At the heart of this text is the humility of Jesus, the virtue perhaps most unpopular among us today. We see all around us what our resistance to this virtue means for us, for our cultures and societies, for our planet today. But the humility of Jesus, who does not grasp at the attributes of godhood- it is his humility that saves us. The humility we see from the moment he takes the stage at the beginning of this terrible and wondrous week. The humility of a man astride a small young donkey: not a proud warhorse, but a borrowed beast of burden. The humility of a man who loves his imperfect and squabbling friends, even bending to wash their feet. The humility of man who loves and saves his enemies, who spit on him and beat him, who reject and kill him. This is the humility of a child entirely devoted and trusting in his father, to save and redeem his life.

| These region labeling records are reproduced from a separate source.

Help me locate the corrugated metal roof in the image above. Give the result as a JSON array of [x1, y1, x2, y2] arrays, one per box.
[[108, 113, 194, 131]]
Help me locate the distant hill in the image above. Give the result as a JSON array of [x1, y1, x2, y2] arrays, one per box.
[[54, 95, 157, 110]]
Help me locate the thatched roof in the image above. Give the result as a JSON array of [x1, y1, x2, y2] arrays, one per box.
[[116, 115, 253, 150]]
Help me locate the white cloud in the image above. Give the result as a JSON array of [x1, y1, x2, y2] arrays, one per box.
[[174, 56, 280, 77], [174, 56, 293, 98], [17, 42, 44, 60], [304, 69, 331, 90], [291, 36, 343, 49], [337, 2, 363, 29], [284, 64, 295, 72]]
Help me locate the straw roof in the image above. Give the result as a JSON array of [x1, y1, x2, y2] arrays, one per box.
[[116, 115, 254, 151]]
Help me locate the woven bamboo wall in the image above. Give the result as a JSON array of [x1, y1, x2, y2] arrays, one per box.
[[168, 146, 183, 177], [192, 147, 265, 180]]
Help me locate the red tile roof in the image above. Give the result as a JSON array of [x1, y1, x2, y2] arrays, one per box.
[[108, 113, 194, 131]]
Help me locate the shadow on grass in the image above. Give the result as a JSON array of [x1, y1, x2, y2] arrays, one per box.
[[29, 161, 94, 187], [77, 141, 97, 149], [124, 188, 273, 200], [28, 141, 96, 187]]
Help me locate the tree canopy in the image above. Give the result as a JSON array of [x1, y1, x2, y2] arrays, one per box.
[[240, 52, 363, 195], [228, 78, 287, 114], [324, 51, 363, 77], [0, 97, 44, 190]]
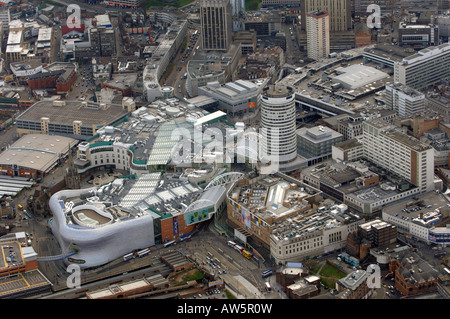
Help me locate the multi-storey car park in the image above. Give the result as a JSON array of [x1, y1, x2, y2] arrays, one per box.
[[49, 173, 226, 269]]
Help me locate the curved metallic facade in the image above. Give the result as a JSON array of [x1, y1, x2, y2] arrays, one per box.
[[49, 188, 155, 269]]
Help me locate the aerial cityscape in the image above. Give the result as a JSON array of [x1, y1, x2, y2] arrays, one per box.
[[0, 0, 450, 308]]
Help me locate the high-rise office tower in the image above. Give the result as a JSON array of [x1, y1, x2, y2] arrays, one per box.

As we ponder the humility of Jesus this week, might we also consider how we might more fully accept our own humanity and find freedom from the pretenses of any attributes of divinity? In recent weeks, I’ve resisted and resented having to acknowledge my own grasping for divinity: my desire to have complete control over the circumstances in which I find myself, to be all knowing, to be exempt from pain, or from emotions I’d rather not feel. Yet at every turn, I hear God saying, look to my son, who did not grasp for such things, but rather, emptied himself humbly and lovingly for you. For you and you and you.

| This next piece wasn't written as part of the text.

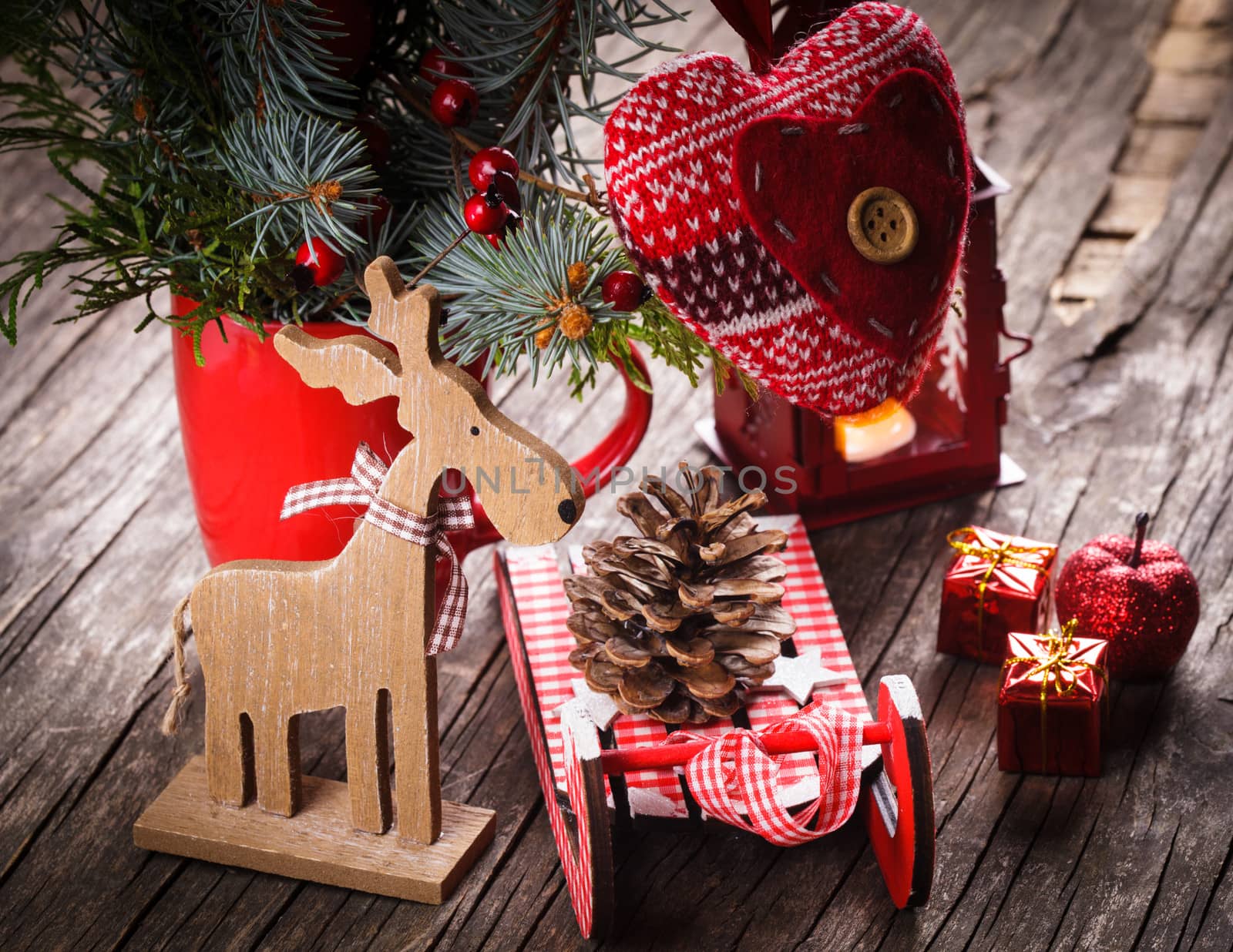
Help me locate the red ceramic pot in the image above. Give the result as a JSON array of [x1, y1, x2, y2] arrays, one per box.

As we who have roles, responsibilities, authority, and so many forms of power, Paul’s focus on the humility of Jesus, this self-emptying into full humanity and service of others, might be for us a key to understanding, at least in part, the Paschal mysteries we contemplate this week. When, on Good Friday, we again are invited to kneel at the foot of the Cross, I pray that it is a moment of deep grace and gift for each of us. For it is the moment of our redemption.
A blessed and spiritually fruitful Holy Week to you all!